Theft offenses are graded in the following manner:
3903. Grading of theft offenses
(a) Felony of the third degree.- — Theft constitutes a felony of the third degree if the amount involved exceeds $2,000, or if the property stolen is a firearm, automobile, airplane, motorcycle, motorboat or other motor-propelled vehicle, or in the case of theft by receiving stolen property, if the receiver is in the business of buying or selling stolen property.
(b) Other grades. — Theft not within subsection (a) of this section, constitutes a misdemeanor of the first degree, except that if the property was not taken from the *496person or by threat, or in breach of fiduciary obligation, and:
(1) the amount involved was fifty dollars ($50) or more but less than two hundred dollars ($200) the offense constitutes a misdemeanor of the second degree; or
(2) the amount involved was less than fifty dollars ($50) the offense constitutes a misdemeanor of the third degree.
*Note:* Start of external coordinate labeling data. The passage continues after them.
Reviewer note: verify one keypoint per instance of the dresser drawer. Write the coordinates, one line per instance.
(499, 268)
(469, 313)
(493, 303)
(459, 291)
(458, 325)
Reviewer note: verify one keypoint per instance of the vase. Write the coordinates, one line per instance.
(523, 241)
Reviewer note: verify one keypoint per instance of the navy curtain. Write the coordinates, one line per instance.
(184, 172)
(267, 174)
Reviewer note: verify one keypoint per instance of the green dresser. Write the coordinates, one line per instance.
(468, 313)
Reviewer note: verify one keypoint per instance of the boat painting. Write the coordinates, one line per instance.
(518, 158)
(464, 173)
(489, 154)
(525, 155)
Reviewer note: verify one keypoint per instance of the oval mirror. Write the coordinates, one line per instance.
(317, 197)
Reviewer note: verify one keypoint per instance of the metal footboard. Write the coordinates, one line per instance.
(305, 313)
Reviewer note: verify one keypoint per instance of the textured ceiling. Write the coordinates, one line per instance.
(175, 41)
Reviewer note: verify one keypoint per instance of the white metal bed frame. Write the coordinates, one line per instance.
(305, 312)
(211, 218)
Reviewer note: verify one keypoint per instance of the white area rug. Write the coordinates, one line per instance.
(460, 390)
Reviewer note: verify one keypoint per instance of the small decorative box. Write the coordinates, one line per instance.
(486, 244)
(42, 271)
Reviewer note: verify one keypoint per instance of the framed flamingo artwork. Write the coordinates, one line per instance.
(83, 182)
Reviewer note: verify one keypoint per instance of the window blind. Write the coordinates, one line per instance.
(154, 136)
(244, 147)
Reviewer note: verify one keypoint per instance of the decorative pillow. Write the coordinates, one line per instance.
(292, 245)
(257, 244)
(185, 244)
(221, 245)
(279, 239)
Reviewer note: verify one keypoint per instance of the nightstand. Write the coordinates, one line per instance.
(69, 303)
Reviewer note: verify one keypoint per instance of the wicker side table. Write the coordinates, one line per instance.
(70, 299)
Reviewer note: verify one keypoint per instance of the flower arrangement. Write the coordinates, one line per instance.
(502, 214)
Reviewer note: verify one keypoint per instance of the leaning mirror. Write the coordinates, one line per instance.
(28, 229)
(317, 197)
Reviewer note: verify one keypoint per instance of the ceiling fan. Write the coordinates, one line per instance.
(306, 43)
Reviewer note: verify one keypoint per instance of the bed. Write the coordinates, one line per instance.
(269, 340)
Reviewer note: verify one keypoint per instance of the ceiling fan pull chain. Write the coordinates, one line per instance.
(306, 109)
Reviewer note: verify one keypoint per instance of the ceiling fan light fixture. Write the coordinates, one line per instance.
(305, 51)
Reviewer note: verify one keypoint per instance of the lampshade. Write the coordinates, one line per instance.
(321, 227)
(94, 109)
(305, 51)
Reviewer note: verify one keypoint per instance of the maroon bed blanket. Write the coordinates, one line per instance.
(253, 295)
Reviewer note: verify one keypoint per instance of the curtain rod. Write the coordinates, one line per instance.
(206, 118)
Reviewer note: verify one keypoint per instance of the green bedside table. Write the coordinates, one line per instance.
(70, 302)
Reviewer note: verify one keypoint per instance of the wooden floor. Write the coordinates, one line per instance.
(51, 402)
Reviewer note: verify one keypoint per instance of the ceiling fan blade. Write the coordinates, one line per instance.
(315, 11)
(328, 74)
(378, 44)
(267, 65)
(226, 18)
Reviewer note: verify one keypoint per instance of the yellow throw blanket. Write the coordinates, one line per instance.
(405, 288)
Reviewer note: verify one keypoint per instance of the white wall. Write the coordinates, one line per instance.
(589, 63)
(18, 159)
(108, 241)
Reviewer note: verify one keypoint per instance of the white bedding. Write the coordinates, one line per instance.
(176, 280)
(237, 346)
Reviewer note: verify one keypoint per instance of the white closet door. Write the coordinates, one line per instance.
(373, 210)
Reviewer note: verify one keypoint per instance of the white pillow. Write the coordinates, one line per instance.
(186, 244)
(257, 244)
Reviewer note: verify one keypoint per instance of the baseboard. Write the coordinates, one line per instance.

18 Pa.C.S. § 3903(a) and (b). Although theft offenses are graded primarily by the value of the property stolen, several types of theft are graded according to the circumstances of the offense irrespective of the value of the property taken. One of these is a theft of property from the person of another. The Comment to section 223.1(2) of the Model Penal Code, from which § 3903 of the Crimes Code was derived, observes that a substantial number of states, including Pennsylvania, “provide for heightened penalties whenever the theft is from a person.” Model Penal Code § 223.1(2), Comment at p. 149 and n. 59. The reason for imposing a higher penalty for such a theft, irrespective of the value of the property taken, is that such a theft involves “special potentialities for physical violence or alarm associated with the taking____” Id. at p. 148. In Pennsylvania, therefore, when a theft involves the taking of property, which has a value of less than $2,000, from the person of another, the offense is a misdemeanor of the first degree.
Instantly, appellant argues that the wallet was not taken from the person of the victim and that, since the value of the property stolen was only fifteen ($15) dollars, the theft should have been graded as a misdemeanor of the third degree under 18 Pa.C.S. § 3903(b)(2). Such an offense, he observes, carries a maximum sentence of one year in prison. This argument, however, overlooks that the wallet was removed from the tote bag which the victim was carrying on her person. As such, the wallet also was taken from the person of the victim. The theft, therefore, was *497properly graded as a misdemeanor of the first degree, and appellant was properly sentenced.
The order denying post conviction relief is affirmed.